- Kansaba
- Kinsabba Location in Syria
- Coordinates: 35°44′38″N 36°9′50″E﻿ / ﻿35.74389°N 36.16389°E
- Country: Syria
- Governorate: Latakia
- District: al-Haffah
- Subdistrict: Kinsabba

Population (2004)
- • Total: 514
- Time zone: UTC+2 (EET)
- • Summer (DST): UTC+3 (EEST)

= Kinsabba =

Town in northwestern Syria

Kinsabba (كنسبا, also spelled Kansaba) is a town in northwestern Syria administratively belonging to the Latakia Governorate, located northeast of Latakia. Nearby localities include Slinfah to the south, al-Haffah to the southwest, Balloran and Umm al-Tuyour to the west, Qastal Ma'af to the northwest, al-Najiyah to the northeast, Qarqur to the east and Sirmaniyah to the southeast.
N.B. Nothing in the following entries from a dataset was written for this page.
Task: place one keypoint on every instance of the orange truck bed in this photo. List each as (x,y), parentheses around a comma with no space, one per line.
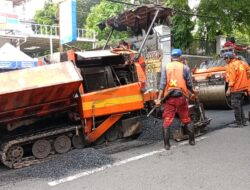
(37,91)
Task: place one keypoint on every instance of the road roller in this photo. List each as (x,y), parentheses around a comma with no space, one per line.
(210,78)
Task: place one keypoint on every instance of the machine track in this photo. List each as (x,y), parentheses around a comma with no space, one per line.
(17,153)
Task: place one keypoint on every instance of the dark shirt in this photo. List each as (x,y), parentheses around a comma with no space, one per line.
(186,75)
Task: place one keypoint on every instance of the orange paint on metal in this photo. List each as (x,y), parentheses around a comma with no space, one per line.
(88,127)
(141,73)
(120,108)
(36,110)
(102,128)
(37,91)
(150,96)
(114,100)
(120,91)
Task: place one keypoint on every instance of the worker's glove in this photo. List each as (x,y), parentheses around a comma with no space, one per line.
(228,92)
(157,102)
(193,97)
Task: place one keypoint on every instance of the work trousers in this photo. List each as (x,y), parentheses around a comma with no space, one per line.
(175,105)
(237,103)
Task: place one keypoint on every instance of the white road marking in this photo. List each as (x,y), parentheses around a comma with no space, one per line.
(119,163)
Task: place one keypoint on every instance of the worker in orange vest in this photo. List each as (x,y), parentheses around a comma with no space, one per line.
(236,76)
(175,83)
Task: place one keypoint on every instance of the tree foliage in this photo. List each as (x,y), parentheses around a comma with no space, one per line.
(83,9)
(182,23)
(101,12)
(48,15)
(223,17)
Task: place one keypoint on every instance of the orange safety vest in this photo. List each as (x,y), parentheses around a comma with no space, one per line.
(236,73)
(175,79)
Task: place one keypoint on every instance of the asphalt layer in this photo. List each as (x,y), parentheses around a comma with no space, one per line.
(80,160)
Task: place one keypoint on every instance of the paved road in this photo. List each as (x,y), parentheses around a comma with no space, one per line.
(220,160)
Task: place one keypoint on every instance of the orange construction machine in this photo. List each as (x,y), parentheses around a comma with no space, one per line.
(210,78)
(84,98)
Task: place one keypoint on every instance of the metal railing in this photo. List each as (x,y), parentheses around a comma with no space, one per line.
(53,30)
(47,31)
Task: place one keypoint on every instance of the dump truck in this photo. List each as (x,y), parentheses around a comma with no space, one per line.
(80,100)
(209,77)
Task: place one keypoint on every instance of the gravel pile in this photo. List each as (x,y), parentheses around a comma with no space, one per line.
(152,129)
(61,166)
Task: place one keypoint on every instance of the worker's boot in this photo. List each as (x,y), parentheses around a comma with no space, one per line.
(190,130)
(166,137)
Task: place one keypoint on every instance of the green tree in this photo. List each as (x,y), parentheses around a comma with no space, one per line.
(47,15)
(182,23)
(226,17)
(100,13)
(83,7)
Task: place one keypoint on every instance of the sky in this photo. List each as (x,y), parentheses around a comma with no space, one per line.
(34,5)
(193,3)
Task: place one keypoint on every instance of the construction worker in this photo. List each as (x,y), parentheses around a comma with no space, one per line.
(236,76)
(174,85)
(125,45)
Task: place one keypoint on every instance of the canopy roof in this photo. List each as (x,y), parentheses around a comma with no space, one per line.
(139,19)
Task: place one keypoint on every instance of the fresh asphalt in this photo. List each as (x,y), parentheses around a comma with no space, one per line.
(220,160)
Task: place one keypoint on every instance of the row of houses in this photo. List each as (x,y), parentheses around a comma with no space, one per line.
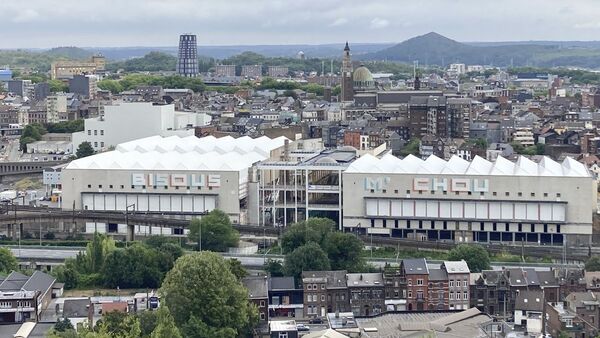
(415,286)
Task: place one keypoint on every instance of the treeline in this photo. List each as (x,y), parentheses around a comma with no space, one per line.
(102,264)
(315,245)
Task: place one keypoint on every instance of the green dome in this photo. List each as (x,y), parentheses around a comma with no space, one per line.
(363,79)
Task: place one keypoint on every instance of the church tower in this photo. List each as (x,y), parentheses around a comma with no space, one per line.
(347,84)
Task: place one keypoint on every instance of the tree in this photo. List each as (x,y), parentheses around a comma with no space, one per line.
(312,230)
(8,262)
(309,257)
(236,268)
(274,268)
(476,256)
(411,148)
(165,325)
(84,149)
(205,298)
(63,325)
(217,232)
(343,250)
(134,267)
(57,86)
(593,264)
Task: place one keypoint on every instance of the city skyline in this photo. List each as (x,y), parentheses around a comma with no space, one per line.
(109,23)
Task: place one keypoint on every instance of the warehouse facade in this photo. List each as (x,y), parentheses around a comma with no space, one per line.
(547,203)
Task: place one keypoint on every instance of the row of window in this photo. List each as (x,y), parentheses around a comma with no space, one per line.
(110,186)
(495,226)
(96,132)
(494,193)
(456,295)
(314,287)
(314,298)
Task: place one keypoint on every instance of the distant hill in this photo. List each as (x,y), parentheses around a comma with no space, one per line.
(435,49)
(75,53)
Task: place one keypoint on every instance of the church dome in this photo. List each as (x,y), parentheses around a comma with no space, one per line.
(363,79)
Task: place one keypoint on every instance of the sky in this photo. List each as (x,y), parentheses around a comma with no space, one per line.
(120,23)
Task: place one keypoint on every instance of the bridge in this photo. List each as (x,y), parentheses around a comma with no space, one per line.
(24,217)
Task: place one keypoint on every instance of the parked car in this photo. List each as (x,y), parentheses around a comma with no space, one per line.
(316,320)
(302,327)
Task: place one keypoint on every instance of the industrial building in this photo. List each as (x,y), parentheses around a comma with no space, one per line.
(276,182)
(479,201)
(182,176)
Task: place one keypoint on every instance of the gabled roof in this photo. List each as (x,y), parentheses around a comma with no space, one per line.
(478,166)
(183,153)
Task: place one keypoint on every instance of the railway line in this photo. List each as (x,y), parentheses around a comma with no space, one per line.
(21,214)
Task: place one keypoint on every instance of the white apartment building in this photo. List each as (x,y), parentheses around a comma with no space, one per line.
(130,121)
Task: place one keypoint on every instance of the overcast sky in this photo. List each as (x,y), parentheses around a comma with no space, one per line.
(51,23)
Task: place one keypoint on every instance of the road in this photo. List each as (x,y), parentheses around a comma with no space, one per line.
(54,254)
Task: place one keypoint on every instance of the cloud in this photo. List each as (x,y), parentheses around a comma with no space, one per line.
(378,23)
(338,22)
(27,15)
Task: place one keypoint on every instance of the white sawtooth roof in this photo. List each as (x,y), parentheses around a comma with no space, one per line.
(183,153)
(458,166)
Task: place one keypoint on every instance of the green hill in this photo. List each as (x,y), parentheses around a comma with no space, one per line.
(435,49)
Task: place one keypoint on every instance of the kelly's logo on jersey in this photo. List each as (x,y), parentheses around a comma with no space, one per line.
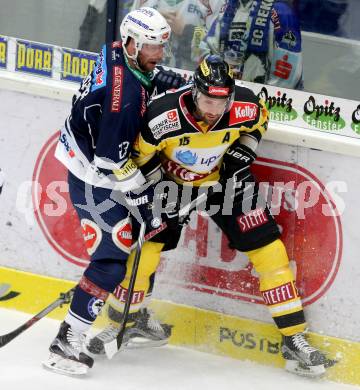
(3,52)
(165,123)
(323,116)
(242,112)
(355,125)
(172,115)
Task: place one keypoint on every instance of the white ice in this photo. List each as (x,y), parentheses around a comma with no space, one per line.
(164,368)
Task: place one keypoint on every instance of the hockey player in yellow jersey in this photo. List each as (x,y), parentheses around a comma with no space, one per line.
(206,133)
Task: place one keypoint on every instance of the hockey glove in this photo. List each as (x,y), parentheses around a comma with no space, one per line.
(167,79)
(141,206)
(235,170)
(236,162)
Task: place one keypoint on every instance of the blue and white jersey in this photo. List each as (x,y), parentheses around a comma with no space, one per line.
(95,143)
(261,40)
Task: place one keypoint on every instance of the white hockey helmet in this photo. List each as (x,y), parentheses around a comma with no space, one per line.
(146,26)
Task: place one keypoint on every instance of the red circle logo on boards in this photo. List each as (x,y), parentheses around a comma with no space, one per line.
(313,238)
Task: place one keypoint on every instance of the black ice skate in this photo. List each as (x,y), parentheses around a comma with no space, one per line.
(143,330)
(302,358)
(66,353)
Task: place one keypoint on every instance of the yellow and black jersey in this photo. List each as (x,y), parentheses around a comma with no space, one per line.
(190,151)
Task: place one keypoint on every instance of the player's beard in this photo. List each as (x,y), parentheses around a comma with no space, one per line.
(208,118)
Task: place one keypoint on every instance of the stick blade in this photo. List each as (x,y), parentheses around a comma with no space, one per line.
(111,349)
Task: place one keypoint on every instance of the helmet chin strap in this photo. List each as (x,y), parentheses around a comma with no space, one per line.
(134,58)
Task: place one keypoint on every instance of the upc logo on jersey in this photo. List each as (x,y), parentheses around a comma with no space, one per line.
(165,123)
(242,112)
(219,91)
(186,157)
(283,68)
(122,235)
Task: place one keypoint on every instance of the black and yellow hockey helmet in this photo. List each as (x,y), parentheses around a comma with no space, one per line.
(214,78)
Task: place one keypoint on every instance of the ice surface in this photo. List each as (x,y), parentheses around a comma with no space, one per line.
(165,368)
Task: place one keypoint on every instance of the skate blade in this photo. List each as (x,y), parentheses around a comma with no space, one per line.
(141,342)
(64,366)
(298,368)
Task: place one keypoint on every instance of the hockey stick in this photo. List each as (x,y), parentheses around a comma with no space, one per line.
(64,298)
(114,346)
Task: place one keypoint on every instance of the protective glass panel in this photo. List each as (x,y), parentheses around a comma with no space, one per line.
(76,24)
(310,45)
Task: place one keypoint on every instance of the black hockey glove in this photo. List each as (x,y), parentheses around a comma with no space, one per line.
(167,79)
(236,162)
(141,206)
(235,170)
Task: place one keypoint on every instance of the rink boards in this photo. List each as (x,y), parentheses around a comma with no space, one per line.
(199,329)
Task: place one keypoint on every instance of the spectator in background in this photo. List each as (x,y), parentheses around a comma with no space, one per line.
(189,21)
(92,29)
(261,40)
(323,16)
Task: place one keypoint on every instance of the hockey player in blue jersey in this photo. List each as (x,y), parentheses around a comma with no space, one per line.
(261,40)
(95,145)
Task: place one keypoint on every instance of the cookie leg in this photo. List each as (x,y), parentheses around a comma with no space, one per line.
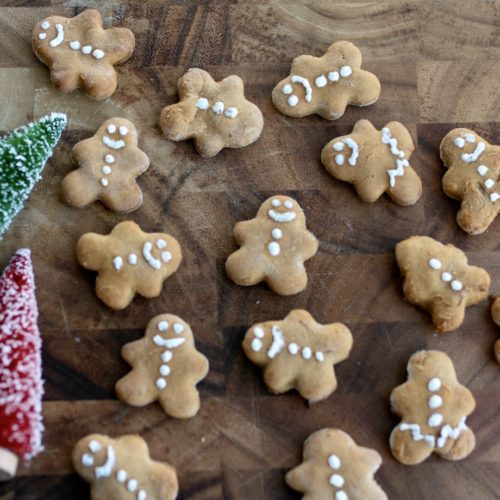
(406,450)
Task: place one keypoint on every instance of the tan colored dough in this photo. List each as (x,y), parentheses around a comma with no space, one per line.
(117,287)
(167,373)
(429,289)
(475,183)
(105,173)
(70,68)
(121,469)
(335,467)
(359,88)
(414,439)
(374,167)
(252,263)
(211,130)
(309,366)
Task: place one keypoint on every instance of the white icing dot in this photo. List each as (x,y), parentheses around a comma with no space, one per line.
(435,420)
(292,100)
(333,76)
(161,383)
(434,384)
(334,462)
(337,480)
(256,345)
(164,370)
(306,353)
(435,401)
(345,71)
(446,277)
(274,248)
(258,332)
(320,81)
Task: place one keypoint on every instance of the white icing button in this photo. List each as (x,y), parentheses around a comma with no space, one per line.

According to the Syria Central Bureau of Statistics (CBS), Kinsabba had a population was 514 in 2004. It is the administrative center, but 16th largest locality, of the Kinsabba nahiyah ("subdistrict") which contains 35 localities with a collective population of 17,615. Its inhabitants were mostly Christians during the first half of the twentieth century, but it had become a predominantly Sunni Muslim village by 1994.

== History ==
The rebels attacked the Kinsabba police station on 25 May 2012 and seized the weapons. Later, they withdrew from the village. Syrian Arab Armed Forces captured the village from rebels on 18 February 2016. Several months later, the rebels recaptured the village from Assad forces on 1 July 2016. The regime forces seized the village on 9 August.

As of April 2025 the village is uninhabited. The police station was reopened on 17 September.